The newspaper's contributors usually signed their articles with pseudonyms to avoid persecution by the federal and state government. Among these journalists, in addition to Neno Vasco, were Marcelo Varema, Jagunço, A Barão, Albino Moreira, João Penteado, Amaro de Matos, Manuel Moscoso, Eurípedes Floreal, José Martins and even Lima Barreto, the famous Rio writer and novelist. Lima wrote a chronicle, entitled "Words of an anarchist snob", taking a stand against the official repression promoted by the republican government against immigrants accused of anarchism.

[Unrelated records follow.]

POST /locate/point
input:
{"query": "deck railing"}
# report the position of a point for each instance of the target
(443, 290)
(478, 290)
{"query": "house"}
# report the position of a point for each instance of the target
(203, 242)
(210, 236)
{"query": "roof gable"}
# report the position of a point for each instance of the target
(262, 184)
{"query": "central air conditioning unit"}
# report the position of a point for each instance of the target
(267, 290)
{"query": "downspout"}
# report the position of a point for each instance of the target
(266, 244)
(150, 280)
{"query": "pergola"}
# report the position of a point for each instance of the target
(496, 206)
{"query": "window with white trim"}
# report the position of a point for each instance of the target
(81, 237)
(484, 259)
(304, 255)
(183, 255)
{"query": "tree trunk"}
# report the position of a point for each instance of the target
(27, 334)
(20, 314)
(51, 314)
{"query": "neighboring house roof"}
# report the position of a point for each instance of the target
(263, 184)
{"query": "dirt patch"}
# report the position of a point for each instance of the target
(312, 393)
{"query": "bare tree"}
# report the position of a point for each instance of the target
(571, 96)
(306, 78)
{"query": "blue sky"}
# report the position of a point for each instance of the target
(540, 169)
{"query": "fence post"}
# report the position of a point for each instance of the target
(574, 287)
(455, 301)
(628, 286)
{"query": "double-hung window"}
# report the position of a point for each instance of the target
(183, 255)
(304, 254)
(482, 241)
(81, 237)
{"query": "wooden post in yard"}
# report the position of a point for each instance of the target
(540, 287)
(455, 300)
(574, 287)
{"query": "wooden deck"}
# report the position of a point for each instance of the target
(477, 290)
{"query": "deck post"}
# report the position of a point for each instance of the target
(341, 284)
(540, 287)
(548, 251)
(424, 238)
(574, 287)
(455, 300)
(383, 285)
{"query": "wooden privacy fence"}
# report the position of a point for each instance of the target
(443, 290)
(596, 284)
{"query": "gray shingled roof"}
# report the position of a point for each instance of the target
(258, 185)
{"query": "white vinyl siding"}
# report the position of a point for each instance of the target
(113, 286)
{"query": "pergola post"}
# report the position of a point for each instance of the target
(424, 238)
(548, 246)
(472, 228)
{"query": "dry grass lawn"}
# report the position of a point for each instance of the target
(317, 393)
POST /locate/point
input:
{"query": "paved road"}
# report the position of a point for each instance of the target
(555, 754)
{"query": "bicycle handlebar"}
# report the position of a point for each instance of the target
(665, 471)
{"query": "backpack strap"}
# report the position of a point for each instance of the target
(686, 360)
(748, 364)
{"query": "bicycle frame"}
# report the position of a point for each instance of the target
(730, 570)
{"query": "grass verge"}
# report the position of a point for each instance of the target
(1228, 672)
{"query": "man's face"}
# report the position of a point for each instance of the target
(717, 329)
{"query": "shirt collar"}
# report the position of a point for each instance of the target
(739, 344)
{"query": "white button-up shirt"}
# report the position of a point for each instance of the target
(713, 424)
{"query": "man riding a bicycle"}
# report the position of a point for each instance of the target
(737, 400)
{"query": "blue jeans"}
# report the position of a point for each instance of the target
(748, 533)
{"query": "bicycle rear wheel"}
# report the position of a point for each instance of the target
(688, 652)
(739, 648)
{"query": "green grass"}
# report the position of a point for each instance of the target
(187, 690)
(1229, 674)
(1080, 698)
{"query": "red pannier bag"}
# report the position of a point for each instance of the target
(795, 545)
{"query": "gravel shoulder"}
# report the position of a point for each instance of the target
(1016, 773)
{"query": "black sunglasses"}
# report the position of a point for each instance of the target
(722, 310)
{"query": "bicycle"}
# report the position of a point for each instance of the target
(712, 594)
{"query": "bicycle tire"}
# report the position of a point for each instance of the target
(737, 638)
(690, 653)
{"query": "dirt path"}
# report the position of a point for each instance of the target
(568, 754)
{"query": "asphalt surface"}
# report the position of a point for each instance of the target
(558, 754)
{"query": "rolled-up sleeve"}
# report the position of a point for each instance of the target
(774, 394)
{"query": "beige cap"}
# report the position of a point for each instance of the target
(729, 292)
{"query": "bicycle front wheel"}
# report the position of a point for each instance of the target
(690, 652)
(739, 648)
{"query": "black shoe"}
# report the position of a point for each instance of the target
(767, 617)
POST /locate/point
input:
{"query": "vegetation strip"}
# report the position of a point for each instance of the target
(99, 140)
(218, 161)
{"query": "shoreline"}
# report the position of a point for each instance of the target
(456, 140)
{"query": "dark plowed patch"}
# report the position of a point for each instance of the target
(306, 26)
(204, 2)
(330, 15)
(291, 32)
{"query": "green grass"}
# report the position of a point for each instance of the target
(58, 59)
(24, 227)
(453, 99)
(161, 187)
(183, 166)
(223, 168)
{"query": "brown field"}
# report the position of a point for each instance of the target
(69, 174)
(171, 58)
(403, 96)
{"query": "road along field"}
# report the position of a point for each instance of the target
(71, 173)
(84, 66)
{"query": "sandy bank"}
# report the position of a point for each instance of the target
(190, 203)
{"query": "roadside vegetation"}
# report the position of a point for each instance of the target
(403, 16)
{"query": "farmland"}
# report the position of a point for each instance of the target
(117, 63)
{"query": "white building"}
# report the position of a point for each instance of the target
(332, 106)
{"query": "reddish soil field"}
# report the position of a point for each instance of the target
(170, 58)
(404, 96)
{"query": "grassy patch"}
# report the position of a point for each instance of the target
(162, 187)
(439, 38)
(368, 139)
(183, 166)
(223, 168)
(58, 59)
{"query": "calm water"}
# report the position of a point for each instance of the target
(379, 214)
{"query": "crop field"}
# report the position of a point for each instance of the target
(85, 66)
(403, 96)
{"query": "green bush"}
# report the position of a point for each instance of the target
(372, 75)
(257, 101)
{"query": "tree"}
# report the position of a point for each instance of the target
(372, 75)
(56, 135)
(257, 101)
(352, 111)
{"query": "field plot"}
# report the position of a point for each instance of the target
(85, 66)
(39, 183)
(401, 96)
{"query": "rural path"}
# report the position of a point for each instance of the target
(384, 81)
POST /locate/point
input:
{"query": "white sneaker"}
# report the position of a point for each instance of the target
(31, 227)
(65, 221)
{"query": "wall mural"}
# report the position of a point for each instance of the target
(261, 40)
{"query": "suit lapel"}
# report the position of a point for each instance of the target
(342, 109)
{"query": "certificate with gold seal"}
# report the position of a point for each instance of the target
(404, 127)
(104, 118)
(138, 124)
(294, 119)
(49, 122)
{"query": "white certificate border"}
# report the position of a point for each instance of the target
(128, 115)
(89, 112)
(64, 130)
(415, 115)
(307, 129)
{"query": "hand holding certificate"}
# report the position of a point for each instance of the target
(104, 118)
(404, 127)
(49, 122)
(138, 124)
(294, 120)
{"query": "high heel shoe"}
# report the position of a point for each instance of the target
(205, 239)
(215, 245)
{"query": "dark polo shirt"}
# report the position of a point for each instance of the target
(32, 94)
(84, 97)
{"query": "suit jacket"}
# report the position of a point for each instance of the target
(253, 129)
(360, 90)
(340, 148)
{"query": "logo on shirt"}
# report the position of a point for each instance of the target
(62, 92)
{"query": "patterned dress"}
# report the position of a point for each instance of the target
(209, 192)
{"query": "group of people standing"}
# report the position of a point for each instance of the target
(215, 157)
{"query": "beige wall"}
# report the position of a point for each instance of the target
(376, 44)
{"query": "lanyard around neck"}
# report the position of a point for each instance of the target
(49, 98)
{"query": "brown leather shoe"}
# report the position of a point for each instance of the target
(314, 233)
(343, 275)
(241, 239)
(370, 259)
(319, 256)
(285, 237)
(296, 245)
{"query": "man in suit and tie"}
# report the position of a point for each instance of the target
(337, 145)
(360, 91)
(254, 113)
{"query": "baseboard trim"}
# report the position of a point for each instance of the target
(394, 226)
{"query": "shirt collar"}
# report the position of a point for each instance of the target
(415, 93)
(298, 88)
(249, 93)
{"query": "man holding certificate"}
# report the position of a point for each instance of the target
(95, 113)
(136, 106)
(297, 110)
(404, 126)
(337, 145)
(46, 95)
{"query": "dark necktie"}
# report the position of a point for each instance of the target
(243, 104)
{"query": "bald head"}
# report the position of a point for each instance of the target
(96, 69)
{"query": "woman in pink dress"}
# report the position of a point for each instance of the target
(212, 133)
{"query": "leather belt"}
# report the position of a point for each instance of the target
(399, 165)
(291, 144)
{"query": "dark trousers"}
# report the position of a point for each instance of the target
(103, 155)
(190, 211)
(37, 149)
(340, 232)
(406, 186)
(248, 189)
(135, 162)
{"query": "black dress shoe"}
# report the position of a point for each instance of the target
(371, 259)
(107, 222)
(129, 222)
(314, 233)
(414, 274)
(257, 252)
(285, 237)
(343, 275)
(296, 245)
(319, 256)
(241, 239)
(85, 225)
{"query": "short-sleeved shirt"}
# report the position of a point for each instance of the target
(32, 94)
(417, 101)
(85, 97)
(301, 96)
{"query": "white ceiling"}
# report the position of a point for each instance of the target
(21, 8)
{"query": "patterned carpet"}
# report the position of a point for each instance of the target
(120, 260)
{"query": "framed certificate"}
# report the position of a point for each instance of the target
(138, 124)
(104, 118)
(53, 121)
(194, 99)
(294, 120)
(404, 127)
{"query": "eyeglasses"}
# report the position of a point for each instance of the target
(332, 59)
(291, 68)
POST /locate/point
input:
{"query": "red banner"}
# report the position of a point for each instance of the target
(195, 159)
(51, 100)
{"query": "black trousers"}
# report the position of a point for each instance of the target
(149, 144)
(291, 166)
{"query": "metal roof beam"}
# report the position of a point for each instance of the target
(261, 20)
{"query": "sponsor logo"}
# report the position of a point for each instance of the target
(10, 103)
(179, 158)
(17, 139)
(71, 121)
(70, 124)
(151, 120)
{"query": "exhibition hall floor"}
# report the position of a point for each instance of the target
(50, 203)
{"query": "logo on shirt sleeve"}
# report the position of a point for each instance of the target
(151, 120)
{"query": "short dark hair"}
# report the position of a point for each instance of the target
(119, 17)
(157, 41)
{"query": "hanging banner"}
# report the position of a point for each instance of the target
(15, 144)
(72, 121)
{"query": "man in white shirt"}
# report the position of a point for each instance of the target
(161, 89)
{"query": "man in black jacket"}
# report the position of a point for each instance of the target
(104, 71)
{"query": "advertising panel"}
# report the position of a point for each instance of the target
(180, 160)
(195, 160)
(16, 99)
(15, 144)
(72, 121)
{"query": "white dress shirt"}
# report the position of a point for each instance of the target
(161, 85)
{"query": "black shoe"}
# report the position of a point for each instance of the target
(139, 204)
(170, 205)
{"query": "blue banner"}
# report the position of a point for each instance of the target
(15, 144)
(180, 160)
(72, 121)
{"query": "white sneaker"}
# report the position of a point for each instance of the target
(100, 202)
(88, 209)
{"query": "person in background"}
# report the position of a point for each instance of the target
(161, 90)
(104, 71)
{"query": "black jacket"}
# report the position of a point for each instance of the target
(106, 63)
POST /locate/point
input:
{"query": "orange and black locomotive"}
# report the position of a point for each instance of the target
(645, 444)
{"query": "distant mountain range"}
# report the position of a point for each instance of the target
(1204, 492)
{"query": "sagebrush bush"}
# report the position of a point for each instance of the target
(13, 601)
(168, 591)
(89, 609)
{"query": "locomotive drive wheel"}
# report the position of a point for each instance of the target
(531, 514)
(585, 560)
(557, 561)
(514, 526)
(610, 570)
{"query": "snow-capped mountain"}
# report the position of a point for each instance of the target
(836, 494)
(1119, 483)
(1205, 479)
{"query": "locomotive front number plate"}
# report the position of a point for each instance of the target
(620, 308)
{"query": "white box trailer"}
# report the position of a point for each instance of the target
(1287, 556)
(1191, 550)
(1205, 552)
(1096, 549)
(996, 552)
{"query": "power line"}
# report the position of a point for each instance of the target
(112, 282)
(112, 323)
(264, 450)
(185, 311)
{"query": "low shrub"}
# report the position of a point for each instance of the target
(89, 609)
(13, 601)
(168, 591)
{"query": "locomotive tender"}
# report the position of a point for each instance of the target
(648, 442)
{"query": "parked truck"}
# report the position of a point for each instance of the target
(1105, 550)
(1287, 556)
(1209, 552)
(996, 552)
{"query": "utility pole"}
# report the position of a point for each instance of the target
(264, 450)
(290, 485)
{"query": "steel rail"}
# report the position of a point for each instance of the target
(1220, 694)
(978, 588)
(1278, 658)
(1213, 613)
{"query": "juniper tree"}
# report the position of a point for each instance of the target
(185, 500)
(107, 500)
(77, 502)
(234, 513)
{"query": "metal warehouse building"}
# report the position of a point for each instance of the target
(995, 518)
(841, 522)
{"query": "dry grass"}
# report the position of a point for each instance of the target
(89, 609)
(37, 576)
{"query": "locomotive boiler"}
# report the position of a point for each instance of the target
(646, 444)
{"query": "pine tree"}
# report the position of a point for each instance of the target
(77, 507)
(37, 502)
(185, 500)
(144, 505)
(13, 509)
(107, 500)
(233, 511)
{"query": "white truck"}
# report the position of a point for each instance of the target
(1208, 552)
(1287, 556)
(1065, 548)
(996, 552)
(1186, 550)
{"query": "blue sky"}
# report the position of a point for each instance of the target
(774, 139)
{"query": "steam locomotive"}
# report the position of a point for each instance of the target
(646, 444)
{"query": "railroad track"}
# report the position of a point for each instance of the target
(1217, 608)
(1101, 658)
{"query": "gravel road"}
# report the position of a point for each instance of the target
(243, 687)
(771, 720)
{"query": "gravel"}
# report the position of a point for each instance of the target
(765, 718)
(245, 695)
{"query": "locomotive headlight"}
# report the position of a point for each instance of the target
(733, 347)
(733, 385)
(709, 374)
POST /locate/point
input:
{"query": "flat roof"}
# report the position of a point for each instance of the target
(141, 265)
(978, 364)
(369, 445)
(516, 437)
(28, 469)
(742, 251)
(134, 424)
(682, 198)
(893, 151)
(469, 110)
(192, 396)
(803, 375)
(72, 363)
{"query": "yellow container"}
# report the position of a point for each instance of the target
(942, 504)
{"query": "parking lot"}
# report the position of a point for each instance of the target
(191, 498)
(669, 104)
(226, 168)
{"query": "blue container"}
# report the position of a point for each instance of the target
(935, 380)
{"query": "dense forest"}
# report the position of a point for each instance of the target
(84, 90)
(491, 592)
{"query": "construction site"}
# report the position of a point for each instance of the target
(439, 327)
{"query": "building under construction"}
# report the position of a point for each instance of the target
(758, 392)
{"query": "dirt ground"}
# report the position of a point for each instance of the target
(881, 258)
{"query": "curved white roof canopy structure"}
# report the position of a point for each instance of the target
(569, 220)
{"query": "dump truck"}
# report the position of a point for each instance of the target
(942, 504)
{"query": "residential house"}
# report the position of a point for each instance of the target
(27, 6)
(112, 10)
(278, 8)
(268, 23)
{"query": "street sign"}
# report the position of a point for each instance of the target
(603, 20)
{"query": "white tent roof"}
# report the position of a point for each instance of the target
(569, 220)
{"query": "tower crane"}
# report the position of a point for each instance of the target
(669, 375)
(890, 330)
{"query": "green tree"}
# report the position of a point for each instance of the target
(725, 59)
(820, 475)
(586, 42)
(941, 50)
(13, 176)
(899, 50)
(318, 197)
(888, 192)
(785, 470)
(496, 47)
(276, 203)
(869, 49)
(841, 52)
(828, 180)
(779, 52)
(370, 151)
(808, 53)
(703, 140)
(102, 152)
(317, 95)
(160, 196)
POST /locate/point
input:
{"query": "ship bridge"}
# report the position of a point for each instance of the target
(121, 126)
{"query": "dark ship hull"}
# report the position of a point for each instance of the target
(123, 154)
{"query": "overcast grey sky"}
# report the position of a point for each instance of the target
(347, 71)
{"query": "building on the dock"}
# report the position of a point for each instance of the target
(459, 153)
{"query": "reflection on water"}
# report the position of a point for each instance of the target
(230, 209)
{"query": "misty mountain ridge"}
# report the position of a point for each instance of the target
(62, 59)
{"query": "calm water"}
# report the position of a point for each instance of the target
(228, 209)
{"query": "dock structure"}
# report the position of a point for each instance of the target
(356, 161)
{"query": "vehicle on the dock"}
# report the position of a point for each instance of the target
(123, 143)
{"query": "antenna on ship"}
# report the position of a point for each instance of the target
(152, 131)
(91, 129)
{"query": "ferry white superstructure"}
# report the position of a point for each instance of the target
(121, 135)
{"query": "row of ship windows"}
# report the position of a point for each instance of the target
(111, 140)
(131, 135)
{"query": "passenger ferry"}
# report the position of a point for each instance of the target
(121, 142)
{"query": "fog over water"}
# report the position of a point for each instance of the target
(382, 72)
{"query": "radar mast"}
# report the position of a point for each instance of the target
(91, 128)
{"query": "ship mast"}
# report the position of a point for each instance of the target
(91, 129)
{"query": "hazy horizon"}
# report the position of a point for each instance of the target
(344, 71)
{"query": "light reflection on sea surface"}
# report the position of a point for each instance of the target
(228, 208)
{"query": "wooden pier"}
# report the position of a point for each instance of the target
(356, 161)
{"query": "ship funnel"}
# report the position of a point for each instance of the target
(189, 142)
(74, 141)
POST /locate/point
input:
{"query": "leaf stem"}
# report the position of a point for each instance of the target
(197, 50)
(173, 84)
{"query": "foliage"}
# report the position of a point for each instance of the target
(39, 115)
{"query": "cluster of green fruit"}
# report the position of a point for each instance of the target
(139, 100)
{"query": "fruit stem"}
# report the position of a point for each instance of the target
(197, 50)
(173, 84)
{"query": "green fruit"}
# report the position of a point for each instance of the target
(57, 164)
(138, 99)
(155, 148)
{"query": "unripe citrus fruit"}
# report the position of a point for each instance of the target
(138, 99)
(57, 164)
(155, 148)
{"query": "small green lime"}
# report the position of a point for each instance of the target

The aforementioned writer wrote the following lines, in the edition of A Voz do Trabalhador, dated May 15, 1913: "anarchists speak of humanity for humanity, of humankind for humankind, and not in the name of small competences of political personalities; (...) because they do not use those ignorances or 'snobbery' that give fat sinecures in politics and sentimental successes in bourgeois salons".

Although the militants of anarcho-syndicalism formed a minority, among immigrant workers and Brazilians, the political demands of this group were of paramount importance in the history of some basic labor conquests. The struggle for a daily eight-hour workday, in 1907, for example, started in Rio, ended up acquiring a national dimension. The political and police repression unleashed against supporters of anarchism in Brazil, at the beginning of the 20th century, was quite intransigent and brutal.